The dorsal root, closer to the back, is the sensory root and carries sensory information to the brain. The ventral root, closer to the front part of the body, is the motor root and carries motor information from the brain.
Researchers scanned 10 patients with SMA type 2 and types 3a and 3b, ages 17 to 73. They also scanned 20 healthy people (controls).
Using standard MRI and DTI they investigated several parameters, including the cross-sectional area (CSA) of the spinal cord at each spinal segment, and the diameter (thickness) of ventral and dorsal nerve roots. The team also evaluated four diffusion parameters, used to investigate the structural properties of nervous tissue. These included fractional anisotropy, which measures the direction and molecular speed inside nerve fiber tracts, and mean diffusivity, or the length of the diffusion in a specific orientation. The researchers also investigated axial diffusivity, which represents the diffusivity along the main axis, and radial diffusivity, which represents the diffusion perpendicular to the nerve.

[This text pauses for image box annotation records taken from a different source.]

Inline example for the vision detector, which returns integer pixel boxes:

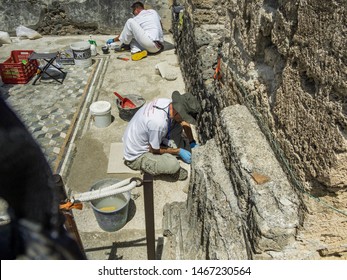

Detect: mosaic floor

[2,60,97,169]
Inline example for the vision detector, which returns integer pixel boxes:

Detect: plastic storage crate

[0,50,39,84]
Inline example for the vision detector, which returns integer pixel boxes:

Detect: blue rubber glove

[178,148,192,163]
[189,140,199,149]
[106,39,114,45]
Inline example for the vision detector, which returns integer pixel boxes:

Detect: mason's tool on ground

[114,92,136,108]
[117,56,129,61]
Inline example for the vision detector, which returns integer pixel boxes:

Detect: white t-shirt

[134,9,164,42]
[122,98,172,161]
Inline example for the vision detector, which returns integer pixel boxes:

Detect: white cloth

[119,9,164,53]
[122,98,172,161]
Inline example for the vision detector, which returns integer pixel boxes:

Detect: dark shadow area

[0,84,14,100]
[155,237,164,260]
[127,199,136,223]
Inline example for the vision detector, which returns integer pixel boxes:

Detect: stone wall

[175,0,347,191]
[0,0,171,36]
[164,0,347,259]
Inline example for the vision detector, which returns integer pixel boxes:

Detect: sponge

[155,61,177,81]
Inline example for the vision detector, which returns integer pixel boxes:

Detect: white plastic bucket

[89,101,111,127]
[70,42,92,67]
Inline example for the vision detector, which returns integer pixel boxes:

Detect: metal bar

[53,174,87,259]
[143,172,155,260]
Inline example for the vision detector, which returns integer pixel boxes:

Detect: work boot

[114,44,130,52]
[131,50,147,61]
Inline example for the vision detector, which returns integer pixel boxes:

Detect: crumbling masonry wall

[164,0,347,259]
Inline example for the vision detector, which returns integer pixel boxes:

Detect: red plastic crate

[0,50,39,84]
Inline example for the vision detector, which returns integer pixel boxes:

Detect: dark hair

[131,1,145,9]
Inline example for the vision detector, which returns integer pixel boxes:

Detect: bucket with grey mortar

[90,178,131,232]
[115,94,146,121]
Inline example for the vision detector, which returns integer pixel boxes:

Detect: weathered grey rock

[173,0,347,258]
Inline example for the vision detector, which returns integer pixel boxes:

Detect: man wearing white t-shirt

[123,91,201,180]
[107,2,164,60]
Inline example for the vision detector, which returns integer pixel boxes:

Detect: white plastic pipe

[74,178,137,202]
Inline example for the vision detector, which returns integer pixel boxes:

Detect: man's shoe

[131,50,147,61]
[114,44,130,52]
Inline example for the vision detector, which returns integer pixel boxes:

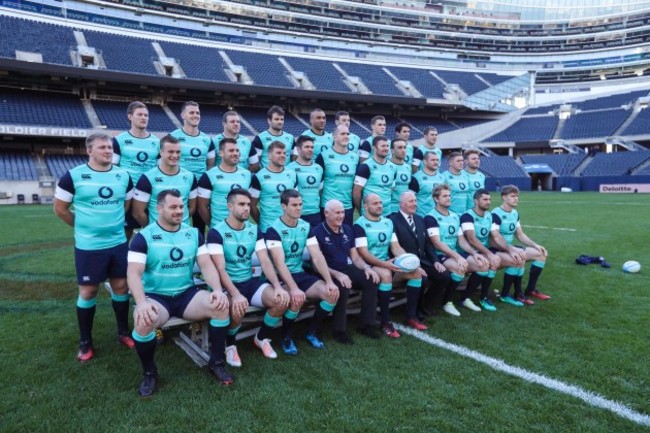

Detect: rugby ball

[393,253,420,272]
[623,260,641,274]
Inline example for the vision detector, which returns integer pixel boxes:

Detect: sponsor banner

[600,183,650,194]
[0,125,88,138]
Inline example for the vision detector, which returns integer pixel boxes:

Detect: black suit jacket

[388,211,438,266]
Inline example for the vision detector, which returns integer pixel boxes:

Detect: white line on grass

[524,225,576,232]
[395,323,650,426]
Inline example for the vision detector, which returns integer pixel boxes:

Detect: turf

[0,193,650,432]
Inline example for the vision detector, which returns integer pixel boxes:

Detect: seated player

[354,193,426,338]
[424,184,489,316]
[208,188,289,367]
[127,190,233,397]
[265,189,339,355]
[492,185,551,307]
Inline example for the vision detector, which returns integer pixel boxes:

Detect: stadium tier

[582,151,650,176]
[521,153,587,176]
[0,152,38,181]
[0,88,91,128]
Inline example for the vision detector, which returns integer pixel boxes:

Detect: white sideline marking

[395,323,650,426]
[524,225,577,232]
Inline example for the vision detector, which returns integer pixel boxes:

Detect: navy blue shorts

[233,277,269,307]
[146,287,199,317]
[291,272,320,292]
[74,242,129,286]
[300,213,323,228]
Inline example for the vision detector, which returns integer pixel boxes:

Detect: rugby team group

[54,101,550,397]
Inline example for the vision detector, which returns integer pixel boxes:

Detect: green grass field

In people with SMA, the spinal cord area was slightly smaller compared with controls. However, this difference was not statistically significant.
But DTI data revealed that SMA patients had significantly higher axial diffusivity signals in the grey matter — a part of the nervous tissue composed mostly of nerve cell bodies and nerve fibers not surrounded by myelin. There also were lower values of mean, axial, and radial diffusivity, a difference that was more pronounced at nerve roots closer to the head (C3-C5).
According to the scientists, this finding is in line with the characteristic pattern of muscle weakness in SMA. In this neurodegenerative disease, muscles closer to the center of the body — called proximal muscles — are usually more affected than muscles closer to the extremities, such as those in the hands and feet. Those are called distal muscles.
“We showed feasibility of an advanced 3 T MRI protocol that allowed differences to be determined between patients and healthy controls, confirming the potential of this technique to assess pathological [disease-causing] mechanisms in SMA,” the researchers said.
“The results suggest that, when further developed, MRI and DTI might provide unique anatomical and functional biomarkers to monitor SMA progression and treatment effects,” they concluded.